Seriously though, if a company can't get a fix, or at least an advisory with a workaround, out in 7 days they deserve to be out of business.

Reply Score: 5

bhtooefr Member since:
2009-02-19

When you're dealing with an OS-level bug, where the fix could break tons of software (especially given that Windows 8 can still run Windows 3.0 software)?

Reply Score: 3

chithanh Member since:
2006-06-18

When you're dealing with an OS-level bug, where the fix could break tons of software (especially given that Windows 8 can still run Windows 3.0 software)?

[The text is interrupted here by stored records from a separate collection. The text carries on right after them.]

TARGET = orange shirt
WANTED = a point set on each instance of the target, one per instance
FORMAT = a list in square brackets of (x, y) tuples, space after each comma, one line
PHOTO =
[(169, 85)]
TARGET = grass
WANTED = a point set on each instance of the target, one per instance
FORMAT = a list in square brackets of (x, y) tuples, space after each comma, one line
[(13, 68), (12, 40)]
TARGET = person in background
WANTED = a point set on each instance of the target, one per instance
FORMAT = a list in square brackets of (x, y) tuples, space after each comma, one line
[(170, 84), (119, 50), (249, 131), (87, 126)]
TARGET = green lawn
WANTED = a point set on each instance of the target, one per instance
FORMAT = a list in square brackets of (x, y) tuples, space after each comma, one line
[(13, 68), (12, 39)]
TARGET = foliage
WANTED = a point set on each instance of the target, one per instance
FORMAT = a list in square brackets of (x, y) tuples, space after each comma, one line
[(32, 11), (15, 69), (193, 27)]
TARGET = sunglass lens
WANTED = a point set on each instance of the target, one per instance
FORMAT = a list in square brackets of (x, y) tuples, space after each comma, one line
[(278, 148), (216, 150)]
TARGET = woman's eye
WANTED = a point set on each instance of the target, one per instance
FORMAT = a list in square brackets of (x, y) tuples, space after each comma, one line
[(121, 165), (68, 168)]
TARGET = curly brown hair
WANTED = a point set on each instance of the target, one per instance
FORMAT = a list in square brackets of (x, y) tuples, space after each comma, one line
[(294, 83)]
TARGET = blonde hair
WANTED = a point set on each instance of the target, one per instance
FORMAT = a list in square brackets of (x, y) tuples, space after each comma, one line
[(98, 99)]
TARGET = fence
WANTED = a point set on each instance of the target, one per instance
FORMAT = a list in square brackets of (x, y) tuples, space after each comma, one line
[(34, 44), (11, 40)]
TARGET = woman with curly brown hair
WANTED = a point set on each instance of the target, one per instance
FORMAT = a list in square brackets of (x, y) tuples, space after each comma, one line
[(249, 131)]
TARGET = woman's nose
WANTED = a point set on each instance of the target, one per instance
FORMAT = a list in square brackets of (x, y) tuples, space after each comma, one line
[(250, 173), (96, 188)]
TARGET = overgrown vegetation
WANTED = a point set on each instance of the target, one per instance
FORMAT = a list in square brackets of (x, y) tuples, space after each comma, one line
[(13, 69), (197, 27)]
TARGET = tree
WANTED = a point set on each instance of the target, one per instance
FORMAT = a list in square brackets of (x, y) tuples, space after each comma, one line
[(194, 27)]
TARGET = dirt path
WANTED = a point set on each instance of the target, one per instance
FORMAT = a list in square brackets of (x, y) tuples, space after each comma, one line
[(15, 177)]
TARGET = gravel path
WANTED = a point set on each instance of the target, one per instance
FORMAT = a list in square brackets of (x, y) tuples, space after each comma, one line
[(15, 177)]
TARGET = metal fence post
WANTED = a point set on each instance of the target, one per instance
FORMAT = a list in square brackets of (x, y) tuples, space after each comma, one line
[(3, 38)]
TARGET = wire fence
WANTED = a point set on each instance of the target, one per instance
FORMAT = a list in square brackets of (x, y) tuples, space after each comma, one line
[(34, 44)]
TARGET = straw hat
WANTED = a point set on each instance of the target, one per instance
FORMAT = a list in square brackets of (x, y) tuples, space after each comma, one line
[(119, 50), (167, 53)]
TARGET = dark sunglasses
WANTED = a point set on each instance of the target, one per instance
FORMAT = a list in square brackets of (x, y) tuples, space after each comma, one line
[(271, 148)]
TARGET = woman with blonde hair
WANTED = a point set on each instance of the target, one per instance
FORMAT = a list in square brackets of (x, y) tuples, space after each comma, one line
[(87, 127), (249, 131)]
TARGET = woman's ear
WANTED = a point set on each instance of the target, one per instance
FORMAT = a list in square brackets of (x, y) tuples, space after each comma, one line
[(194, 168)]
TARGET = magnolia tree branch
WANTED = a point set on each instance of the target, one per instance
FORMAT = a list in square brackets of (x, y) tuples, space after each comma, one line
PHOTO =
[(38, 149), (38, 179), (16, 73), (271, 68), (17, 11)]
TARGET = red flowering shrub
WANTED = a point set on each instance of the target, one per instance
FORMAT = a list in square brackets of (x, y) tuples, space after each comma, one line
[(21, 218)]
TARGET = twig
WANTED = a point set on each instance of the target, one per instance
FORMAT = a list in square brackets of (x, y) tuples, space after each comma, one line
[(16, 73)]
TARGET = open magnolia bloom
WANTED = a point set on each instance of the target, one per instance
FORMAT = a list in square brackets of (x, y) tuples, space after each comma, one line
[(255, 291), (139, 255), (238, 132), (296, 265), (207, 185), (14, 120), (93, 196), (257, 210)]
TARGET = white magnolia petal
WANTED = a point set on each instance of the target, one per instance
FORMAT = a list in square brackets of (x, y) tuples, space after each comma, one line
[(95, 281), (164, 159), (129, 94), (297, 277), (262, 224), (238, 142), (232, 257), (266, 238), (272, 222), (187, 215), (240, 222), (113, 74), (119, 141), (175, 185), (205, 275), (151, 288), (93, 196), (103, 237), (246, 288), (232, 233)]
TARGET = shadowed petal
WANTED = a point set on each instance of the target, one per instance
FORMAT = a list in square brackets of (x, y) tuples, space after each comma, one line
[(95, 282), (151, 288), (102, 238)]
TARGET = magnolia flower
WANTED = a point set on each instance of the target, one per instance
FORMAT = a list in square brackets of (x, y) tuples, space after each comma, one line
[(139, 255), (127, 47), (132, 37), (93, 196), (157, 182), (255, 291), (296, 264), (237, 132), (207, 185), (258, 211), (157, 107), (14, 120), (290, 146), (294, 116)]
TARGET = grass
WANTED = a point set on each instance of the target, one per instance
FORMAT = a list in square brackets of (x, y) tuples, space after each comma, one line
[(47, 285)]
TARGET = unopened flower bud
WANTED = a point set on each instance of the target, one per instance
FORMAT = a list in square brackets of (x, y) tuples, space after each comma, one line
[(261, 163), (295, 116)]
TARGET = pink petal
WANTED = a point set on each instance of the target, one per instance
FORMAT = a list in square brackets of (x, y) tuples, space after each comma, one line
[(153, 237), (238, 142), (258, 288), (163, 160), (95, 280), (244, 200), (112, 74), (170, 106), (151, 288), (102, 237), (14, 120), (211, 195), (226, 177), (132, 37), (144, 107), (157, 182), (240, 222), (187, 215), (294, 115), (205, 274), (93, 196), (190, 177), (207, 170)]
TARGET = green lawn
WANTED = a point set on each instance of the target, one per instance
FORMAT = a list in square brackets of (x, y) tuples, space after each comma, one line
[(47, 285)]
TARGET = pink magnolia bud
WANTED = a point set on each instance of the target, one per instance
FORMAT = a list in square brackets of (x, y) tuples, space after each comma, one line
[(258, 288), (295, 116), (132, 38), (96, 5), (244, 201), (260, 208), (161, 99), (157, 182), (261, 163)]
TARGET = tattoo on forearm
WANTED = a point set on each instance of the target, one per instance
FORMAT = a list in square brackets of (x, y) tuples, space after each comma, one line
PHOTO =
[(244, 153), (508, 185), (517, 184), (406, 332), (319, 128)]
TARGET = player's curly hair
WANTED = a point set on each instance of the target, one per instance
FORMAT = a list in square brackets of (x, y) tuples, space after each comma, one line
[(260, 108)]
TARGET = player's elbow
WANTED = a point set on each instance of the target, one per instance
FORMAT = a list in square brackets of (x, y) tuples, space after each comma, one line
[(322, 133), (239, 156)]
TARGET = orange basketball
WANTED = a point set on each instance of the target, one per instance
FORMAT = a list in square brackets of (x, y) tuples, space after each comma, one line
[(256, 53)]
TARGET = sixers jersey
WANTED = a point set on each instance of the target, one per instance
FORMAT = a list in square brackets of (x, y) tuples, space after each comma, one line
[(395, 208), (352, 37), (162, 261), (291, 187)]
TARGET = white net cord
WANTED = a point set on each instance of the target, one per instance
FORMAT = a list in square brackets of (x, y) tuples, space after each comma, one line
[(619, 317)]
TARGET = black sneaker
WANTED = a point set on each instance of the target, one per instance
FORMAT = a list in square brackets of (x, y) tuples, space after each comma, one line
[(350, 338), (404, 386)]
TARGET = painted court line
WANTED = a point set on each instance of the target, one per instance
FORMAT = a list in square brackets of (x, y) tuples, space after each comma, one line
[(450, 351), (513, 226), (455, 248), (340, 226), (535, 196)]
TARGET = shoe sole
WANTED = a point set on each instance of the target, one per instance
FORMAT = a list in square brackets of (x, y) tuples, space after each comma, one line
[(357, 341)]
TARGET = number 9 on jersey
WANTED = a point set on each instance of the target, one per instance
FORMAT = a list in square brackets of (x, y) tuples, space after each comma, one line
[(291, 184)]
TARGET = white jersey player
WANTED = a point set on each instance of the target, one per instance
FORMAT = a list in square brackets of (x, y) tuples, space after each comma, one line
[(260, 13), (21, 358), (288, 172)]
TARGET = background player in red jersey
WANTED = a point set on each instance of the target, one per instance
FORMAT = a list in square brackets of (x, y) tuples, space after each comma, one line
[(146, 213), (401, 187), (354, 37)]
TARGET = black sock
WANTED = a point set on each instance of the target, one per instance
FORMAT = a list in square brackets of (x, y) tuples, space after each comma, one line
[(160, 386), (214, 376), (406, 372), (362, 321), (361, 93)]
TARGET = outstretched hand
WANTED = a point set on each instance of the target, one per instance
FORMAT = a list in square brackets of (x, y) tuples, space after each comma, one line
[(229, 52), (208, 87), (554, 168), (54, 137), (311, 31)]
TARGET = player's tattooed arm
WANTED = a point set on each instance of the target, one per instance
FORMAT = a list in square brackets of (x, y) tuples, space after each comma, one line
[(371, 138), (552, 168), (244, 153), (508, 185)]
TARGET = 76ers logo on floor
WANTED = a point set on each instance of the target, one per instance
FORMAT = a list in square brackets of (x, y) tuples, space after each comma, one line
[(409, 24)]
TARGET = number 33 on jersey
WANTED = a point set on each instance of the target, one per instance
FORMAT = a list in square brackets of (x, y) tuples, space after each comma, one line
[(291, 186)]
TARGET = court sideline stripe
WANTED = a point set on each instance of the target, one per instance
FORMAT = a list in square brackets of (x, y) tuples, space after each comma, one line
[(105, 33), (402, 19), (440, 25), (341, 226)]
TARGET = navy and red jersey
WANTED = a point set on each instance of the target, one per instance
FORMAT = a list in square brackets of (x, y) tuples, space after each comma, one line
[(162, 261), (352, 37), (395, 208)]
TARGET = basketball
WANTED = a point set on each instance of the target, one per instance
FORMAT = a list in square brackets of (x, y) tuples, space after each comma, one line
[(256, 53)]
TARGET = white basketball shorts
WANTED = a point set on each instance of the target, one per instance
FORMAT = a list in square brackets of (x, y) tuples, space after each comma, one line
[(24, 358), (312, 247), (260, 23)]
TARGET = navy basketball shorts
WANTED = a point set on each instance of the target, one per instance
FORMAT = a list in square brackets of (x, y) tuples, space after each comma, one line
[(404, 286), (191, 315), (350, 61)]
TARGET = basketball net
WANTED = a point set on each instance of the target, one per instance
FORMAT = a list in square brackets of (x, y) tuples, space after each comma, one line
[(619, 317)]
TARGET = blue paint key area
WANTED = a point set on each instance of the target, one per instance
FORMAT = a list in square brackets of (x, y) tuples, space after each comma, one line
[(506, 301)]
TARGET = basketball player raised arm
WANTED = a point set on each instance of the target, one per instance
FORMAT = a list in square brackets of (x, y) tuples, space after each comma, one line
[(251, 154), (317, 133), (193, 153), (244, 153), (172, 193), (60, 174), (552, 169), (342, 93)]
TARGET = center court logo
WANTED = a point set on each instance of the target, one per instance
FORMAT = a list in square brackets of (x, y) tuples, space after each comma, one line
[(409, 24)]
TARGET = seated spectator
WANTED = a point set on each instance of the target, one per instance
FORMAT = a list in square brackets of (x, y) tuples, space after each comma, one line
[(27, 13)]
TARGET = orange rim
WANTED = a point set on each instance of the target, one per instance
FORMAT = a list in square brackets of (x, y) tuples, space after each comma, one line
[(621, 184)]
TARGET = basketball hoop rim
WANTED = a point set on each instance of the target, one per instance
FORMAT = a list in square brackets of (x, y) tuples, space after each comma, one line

Then you release a hotfix along with your advisory, and your customers have to test whether their Windows 3.0 software still works with that fix before applying it to production systems.

Reply Score: 4

Soulbender Member since:
2005-08-18

When you're dealing with an OS-level bug, where the fix could break tons of software


I really don't see how that would prevent releasing an advisory with a workaround, if one exist.

Reply Score: 4

JAlexoid Member since:
2009-05-19

When you are reporting an exploitable "feature" present from Windows 3.0, then maybe that feature should be killed off? People that still run Windows 3.0 apps better have a good plan for migration and should be aware of the implications of running those apps.

Reply Score: 3

Change comment votes
by geertjan on Sun 2nd Jun 2013 07:15 UTC
geertjan
Member since:
2010-10-29

Hopefully the new version of OSNews has te ability to change your vote on a comment, or I have to stop using this site on my mobile.

Anyway, this is a good move by Google. If the comment votes above don't reflect this, it's partially my fault.